The Four Pillars of a Digital Ecosystem for R&D

John Conway

As scientific R&D organizations continue to invest in digital tools, why have so few been able to create a digital ecosystem of interoperable software, data and analytics? The answer to this lies in the complexity of the challenge and the historical inability of software tools to support it. We’re changing that.

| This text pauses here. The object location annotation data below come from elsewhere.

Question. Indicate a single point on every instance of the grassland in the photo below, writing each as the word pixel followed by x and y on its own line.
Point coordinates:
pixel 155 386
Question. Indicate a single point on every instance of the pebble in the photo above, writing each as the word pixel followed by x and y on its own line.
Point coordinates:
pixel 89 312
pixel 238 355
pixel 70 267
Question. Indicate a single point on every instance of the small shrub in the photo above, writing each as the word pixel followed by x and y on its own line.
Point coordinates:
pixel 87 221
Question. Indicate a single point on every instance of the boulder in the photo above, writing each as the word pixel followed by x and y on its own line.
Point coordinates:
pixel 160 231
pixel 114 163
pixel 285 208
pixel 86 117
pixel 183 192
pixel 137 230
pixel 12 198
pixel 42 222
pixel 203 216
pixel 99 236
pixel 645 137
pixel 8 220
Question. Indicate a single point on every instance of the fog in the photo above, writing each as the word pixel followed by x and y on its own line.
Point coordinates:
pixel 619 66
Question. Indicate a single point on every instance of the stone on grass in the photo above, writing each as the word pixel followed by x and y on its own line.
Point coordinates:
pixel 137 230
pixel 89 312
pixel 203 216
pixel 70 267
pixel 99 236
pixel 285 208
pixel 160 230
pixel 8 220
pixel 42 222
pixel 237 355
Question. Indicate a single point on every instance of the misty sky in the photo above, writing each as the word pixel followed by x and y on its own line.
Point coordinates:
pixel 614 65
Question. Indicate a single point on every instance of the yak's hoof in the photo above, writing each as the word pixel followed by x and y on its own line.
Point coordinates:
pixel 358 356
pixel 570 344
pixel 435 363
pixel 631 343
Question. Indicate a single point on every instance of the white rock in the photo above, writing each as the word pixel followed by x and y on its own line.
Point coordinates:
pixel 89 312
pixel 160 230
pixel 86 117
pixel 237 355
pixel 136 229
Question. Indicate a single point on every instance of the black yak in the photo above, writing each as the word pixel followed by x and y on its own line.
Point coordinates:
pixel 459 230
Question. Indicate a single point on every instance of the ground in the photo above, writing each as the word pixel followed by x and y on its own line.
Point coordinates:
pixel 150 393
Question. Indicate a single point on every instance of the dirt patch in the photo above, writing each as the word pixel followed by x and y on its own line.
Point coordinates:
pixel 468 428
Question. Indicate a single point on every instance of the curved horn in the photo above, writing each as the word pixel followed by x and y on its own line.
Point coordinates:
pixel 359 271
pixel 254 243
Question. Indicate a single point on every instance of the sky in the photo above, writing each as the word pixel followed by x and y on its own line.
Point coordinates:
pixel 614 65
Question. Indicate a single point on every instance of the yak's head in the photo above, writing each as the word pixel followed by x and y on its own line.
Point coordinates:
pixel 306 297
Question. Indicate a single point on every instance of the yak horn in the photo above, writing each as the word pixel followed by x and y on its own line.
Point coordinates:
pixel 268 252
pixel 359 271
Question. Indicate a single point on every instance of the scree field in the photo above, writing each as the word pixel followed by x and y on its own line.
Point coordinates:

We’re helping leading organizations build a digital ecosystem through our cloud-based process data system and our scientific services team. The results are transformative. Through experience we’ve identified four essential pillars of a successful digital ecosystem: data, technology, process, and people.

Data. Contextualized and FAIR (Findable, Accessible, Interoperable, Reusable)

Technology. Extensible and interoperable

People. Embracing of change, incentivized and supported, view data as an asset.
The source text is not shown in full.